Date: Saturday, 10 November 2018
Start: Pattersons Camp
Finish: Pinehaven Motel, Nelson
Daily Kilometres: 20.5
Total GSWW Kilometres: 128.8
Weather: Partly cloudy
Accommodation: Motel Room
Lunch: Pie & chips
Dinner: Pizza and ice-cream
Aches: Feet sore
Highlight: Fantastic limestone gorge scenery along the Glenelg River
Lowlight: None really
Pictures: Click here
Map: Click here for Google Map
It rained overnight and I packed up a very wet flysheet and a damp tent before setting off at 7am after farewelling Cath and Ben, the young couple with whom I shared the campsite. They were nearly ready to leave, and suspecting they were faster hikers than me, I said I would see them down the trail.
The vegetation had become more scrubby and heathlike in this limestone country. The ground was harder and rockier, but the trail was still pretty and was sometimes bordered by ghostly moss-covered wiry trees. The trail also spent a lot of time right on the edge of the limestone gorge through which the Glenelg River ran and the views were spectacular, both up and down the river. In one place I could see a small campsite and people fishing, and in others, deserted jetties or boatramps. Occasionally a boat motored along.
Cath and Ben caught me just as I was finishing my breakfast at a beautiful overlook, but soon left me behind, though I was to see them a couple more times before Nelson. As the trail and river neared the town, there were boatsheds and houses occasionally visible on the other side and the cliffs gradually became lower.
I reached Nelson about 12:45pm and went to the motel (the only one in town) next to, and owned by, the service station (also the only one in town) and the proprietor kindly let me check in and said I could do my washing in their laundry later on. After spreading out my tent, groundsheet and flysheet as best I could to dry in my room, I walked down to the town’s general store/post office to collect the food parcel I had mailed to myself and bought some lunch.

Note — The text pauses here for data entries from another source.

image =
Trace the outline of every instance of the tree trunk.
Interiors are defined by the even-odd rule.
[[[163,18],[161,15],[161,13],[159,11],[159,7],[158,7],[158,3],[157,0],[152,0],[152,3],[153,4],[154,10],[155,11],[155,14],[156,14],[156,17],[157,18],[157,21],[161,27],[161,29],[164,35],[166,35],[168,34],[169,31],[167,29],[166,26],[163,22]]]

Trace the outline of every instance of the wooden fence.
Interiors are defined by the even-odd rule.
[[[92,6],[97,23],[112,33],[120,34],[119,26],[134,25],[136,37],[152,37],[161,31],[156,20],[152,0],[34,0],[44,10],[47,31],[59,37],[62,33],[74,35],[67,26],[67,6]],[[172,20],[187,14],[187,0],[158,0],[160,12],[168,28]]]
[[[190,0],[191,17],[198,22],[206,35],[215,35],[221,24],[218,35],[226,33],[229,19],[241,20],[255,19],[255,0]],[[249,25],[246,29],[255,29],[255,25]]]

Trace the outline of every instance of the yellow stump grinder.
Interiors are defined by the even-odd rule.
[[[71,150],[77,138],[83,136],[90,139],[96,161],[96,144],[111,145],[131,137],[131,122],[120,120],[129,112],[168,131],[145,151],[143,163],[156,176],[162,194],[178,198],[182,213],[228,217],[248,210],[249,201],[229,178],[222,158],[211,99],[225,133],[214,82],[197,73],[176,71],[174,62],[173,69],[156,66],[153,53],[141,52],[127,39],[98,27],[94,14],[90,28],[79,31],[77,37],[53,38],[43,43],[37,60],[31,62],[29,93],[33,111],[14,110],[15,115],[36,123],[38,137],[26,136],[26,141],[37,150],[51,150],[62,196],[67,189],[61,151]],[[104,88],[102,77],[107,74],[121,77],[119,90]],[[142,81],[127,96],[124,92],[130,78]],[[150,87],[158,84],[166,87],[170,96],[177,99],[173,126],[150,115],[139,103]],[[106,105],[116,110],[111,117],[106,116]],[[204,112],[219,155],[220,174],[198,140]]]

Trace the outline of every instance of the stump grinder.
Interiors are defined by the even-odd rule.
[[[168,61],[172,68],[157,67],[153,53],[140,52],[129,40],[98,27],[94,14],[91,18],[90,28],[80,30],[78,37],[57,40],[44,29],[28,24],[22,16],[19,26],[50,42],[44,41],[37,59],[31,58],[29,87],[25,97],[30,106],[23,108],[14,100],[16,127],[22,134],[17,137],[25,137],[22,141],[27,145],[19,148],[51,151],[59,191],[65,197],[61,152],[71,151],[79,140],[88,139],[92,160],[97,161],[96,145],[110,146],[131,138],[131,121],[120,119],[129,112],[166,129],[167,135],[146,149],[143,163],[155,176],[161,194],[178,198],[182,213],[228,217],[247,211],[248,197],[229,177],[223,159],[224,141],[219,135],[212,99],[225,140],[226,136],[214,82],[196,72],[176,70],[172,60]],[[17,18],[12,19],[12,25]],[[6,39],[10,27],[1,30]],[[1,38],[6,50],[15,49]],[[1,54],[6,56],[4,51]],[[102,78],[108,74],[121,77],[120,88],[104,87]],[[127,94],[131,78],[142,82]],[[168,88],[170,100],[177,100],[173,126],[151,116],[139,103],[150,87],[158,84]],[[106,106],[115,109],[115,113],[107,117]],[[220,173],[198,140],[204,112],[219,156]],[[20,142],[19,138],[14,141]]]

Nelson is a pretty little fishing town at the western end of the famed Great Ocean Road, and I remember it as a scenic little whistle-stop on a bike ride I did about ten years ago from Adelaide to Sydney along the coast when training for one of my failed round-Australia record attempts. My afternoon was pleasantly spent doing laundry, sorting out food and gear, and going through my email, with the TV going on in the background.
I bought some dinner from the service station and will get some breakfast there tomorrow morning before setting out eastwards on my return to Portland along the coast. The scenery will be different again and I’ll be looking out for seals and other marine life. The service station proprietor told me that a hiker had made an emergency call from along this stretch last night and had been retrieved by emergency services apparently because of illness.